I was surprised to enjoy the novel as much as I did, since I'm weary of secular intellectuals trying to out-voltaire Voltaire a century or two too late. Poor old Christianity has been beaten up so much since the 1700's, why do "bold" free- thinkers think they are so heroic in attacking it? It's a case of arrested development; they are perpetual adolescents who are rebelling against the religion of their parents' generation.
What about people born in the 1960's? By the time they were adolescents, pseudo-Hindu-Buddhist fads were becoming pretty dated. Why didn't they rebel against them? They should be in their prime authorship years by now. I would love to read an updated version of Elmer Gantry by someone in that generation.
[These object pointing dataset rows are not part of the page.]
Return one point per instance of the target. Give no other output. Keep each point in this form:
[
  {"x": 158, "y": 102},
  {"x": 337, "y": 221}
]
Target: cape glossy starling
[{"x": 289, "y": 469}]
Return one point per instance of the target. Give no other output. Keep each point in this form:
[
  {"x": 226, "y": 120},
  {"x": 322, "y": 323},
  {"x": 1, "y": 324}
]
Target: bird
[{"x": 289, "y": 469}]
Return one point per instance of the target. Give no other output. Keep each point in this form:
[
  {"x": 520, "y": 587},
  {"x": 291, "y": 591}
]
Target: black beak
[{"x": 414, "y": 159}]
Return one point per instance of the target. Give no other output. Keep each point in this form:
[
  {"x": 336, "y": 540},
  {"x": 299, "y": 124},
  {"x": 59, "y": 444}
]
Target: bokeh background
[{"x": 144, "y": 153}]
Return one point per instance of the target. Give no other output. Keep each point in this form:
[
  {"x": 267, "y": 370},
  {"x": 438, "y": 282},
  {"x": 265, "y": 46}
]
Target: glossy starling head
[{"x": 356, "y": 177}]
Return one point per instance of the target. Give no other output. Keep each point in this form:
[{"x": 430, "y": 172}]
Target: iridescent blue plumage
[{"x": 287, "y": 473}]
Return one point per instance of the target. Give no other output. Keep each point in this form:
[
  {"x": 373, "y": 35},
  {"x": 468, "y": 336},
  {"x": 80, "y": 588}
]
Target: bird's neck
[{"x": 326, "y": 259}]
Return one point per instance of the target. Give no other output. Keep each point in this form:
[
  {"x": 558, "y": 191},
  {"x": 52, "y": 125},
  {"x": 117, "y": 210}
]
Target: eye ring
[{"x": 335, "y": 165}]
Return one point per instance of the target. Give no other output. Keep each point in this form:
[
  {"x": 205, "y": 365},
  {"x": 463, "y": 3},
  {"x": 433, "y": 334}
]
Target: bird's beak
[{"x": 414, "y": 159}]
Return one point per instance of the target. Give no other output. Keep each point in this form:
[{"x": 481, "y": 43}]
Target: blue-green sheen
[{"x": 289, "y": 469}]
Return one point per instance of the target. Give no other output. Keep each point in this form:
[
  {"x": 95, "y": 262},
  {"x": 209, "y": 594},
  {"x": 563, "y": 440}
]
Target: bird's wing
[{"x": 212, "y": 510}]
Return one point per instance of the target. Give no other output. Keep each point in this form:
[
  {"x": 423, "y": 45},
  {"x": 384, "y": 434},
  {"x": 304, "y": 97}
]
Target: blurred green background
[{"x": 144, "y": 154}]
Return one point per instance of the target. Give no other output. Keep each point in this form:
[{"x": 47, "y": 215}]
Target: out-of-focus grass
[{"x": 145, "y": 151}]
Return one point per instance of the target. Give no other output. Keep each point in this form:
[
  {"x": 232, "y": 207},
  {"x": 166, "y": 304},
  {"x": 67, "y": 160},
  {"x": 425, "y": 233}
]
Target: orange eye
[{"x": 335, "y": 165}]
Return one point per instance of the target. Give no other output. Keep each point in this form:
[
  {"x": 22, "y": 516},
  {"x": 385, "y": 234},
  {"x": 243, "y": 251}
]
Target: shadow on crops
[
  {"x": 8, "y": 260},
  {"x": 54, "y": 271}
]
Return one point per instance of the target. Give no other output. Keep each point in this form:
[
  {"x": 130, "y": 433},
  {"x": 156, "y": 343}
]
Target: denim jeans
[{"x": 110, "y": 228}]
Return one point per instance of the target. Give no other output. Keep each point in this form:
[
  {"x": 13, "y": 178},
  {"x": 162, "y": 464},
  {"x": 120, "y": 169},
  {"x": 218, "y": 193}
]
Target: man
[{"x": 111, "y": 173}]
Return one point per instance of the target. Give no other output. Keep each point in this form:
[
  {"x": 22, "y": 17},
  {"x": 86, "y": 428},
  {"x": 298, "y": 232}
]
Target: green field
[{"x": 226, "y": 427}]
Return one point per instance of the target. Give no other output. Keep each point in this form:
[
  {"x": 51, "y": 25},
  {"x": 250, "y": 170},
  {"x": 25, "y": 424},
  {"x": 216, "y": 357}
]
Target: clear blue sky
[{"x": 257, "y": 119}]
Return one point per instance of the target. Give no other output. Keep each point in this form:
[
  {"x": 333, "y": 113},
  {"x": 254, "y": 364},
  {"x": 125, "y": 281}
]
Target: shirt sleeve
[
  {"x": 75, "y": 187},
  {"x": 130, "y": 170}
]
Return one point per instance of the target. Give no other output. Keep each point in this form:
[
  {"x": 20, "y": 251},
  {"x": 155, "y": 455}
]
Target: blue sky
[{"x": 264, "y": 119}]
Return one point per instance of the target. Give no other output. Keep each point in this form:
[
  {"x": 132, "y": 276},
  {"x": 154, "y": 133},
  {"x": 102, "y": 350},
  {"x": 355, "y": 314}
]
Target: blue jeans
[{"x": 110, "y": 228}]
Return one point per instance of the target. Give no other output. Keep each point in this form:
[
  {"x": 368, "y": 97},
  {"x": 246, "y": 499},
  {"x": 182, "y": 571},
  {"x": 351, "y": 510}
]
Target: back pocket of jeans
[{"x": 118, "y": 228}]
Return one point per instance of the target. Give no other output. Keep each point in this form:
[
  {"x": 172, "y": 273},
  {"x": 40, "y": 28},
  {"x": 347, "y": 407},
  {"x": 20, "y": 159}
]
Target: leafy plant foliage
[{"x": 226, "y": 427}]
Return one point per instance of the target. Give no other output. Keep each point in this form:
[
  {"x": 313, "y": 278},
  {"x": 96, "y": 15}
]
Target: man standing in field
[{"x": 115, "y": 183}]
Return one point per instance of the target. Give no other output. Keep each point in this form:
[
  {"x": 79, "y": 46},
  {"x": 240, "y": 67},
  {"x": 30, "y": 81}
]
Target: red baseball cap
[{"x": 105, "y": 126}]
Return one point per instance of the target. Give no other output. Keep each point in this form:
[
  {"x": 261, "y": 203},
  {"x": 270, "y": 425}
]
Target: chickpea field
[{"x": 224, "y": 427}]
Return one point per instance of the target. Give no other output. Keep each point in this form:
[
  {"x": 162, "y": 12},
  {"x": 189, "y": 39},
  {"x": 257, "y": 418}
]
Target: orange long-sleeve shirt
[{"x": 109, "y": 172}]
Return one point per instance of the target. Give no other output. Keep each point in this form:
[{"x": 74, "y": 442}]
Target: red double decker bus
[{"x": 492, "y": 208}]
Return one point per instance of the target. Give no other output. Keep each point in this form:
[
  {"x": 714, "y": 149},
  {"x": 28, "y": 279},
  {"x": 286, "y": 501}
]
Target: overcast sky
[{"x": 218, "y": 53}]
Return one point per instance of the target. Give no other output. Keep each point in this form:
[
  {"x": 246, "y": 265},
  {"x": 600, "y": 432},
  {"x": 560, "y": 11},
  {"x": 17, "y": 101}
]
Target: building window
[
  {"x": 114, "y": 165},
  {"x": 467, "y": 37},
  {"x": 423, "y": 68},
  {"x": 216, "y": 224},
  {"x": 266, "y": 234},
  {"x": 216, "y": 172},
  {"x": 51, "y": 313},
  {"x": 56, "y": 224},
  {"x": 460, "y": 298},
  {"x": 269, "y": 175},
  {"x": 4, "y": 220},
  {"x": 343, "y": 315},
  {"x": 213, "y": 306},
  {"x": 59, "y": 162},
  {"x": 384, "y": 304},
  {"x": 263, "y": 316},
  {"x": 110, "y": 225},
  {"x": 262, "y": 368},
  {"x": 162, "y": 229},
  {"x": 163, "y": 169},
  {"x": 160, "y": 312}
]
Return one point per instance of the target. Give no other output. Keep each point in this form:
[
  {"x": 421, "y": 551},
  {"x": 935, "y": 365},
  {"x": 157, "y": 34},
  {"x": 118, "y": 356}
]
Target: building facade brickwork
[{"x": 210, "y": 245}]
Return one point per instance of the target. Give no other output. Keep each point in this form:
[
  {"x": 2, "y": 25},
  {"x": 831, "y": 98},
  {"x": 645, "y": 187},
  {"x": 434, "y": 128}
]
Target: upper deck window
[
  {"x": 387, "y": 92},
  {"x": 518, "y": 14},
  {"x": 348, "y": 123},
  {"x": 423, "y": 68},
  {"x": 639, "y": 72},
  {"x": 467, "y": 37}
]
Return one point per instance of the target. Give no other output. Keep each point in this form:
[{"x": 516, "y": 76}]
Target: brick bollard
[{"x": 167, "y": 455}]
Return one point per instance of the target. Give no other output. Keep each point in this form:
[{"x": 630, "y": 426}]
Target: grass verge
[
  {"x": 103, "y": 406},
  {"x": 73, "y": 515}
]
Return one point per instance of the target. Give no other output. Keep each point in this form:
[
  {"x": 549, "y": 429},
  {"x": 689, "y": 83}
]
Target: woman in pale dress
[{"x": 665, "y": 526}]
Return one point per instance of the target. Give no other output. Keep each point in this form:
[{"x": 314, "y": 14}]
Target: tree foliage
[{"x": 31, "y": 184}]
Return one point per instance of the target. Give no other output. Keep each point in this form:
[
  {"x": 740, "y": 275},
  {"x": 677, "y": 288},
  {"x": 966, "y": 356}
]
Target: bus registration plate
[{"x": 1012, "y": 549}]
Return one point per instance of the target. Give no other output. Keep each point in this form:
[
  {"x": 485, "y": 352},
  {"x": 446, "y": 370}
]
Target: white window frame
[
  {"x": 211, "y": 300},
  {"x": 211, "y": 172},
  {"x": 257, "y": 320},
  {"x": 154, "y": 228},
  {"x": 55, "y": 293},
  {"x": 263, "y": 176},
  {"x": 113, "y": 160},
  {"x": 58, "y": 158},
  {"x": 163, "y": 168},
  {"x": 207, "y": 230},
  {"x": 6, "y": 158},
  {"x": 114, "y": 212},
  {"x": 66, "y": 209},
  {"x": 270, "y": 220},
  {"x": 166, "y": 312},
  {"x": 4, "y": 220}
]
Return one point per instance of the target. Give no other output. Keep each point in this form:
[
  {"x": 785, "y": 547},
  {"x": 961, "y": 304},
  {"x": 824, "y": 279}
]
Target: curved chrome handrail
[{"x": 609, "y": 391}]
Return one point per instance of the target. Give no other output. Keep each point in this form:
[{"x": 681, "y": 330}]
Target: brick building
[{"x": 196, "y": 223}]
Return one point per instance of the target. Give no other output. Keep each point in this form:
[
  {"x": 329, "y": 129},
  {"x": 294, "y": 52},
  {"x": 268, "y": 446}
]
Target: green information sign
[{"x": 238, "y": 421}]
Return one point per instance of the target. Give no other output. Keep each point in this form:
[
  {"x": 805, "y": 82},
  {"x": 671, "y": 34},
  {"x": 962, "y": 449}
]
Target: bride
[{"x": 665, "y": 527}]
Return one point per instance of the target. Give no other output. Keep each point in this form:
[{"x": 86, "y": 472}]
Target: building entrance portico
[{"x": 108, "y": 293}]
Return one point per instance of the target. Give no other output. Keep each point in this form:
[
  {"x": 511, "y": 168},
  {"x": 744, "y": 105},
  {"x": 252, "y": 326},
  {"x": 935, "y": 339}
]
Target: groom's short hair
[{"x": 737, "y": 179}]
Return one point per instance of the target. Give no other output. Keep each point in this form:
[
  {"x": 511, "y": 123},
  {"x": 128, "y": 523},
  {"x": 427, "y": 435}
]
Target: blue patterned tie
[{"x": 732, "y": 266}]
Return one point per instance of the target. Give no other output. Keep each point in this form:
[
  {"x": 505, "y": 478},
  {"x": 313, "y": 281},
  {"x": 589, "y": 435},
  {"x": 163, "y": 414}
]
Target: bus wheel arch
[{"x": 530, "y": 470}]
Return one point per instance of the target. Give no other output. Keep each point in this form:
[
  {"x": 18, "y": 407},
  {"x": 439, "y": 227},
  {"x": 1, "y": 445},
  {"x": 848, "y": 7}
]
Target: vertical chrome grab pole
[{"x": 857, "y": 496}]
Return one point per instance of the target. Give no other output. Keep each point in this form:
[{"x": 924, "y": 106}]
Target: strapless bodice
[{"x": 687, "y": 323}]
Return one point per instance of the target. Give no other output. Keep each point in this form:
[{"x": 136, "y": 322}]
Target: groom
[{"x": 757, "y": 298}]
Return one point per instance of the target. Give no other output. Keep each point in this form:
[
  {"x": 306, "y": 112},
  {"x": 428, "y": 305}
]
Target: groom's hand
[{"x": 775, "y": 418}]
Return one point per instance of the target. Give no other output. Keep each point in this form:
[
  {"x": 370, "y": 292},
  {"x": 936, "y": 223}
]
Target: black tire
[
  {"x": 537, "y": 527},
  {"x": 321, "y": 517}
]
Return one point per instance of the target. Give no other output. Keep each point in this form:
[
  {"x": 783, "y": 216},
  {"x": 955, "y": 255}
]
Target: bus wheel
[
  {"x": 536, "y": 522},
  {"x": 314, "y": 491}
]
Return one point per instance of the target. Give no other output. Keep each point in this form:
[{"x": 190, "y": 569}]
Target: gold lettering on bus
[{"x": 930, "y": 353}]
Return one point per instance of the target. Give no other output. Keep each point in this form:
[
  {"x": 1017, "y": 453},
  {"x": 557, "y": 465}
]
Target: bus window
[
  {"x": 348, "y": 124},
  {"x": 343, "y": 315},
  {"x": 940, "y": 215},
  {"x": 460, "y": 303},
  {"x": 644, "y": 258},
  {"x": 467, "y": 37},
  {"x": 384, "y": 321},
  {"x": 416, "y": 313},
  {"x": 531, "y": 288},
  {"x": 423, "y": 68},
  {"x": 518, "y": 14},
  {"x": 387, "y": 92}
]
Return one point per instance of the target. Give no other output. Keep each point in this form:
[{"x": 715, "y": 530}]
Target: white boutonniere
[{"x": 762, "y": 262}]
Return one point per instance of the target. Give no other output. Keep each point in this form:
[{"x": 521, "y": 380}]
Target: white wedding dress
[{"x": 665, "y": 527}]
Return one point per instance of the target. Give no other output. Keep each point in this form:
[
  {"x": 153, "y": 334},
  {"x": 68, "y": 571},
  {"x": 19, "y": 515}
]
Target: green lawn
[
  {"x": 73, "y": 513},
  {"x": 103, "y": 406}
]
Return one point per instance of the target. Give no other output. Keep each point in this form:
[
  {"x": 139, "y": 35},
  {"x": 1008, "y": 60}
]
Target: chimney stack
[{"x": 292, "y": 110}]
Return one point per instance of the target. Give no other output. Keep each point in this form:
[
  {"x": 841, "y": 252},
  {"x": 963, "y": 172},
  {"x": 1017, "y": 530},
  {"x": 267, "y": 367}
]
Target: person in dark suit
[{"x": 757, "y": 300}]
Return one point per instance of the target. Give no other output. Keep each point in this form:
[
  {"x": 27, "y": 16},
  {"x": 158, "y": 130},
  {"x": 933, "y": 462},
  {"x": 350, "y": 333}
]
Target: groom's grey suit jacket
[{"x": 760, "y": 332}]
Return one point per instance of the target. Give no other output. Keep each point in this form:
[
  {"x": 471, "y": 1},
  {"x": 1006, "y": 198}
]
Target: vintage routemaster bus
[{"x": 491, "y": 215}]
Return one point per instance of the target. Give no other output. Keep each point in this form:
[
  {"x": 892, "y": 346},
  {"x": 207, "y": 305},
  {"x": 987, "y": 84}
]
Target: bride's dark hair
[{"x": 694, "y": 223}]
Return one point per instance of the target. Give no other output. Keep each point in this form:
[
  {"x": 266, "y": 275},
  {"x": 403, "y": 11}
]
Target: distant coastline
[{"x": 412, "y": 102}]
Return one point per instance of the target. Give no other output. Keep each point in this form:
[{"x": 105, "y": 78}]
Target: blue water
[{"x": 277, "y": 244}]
They might write about a professional scoundrel in one of the post-Christian ideologies that trend-setters have tried to substitute for Christianity. Consider a crusading Global Warmist, who flies to a scientific conference on an island in the South Pacific (in January) because it is being swallowed by rising sea levels. In the kickoff speech he gives the audience the bad news: the science is In, and the Apocalypse is coming sooner than they all thought.
Of all the scientific dignitaries, science reporters, and concerned natives in the auditorium, the most alarmed are doe-eyed dusky maidens who were encouraged to wear traditional and natural clothing, i.e., grass skirts and a garland of flowers around their necks. The native girls are so alarmed by the latest data that the formal proceedings are postponed for a day. Instead He offers consciousness-raising workshops at the airport Marriott, along with hands-on instruction in a breakthrough relaxation technique. "The key to composure is to always live in harmony with nature," He confides to the (now completely undressed) native girls.
Well, that's just one possible example. Amazingly enough Sinclair Lewis started to do that himself in Chapter 16. Elmer Gantry temporarily attached himself to the "New Thought" movement. I howled with glee to see how much this movement was similar to what we would call New Age today. Lewis wrote this book in 1927.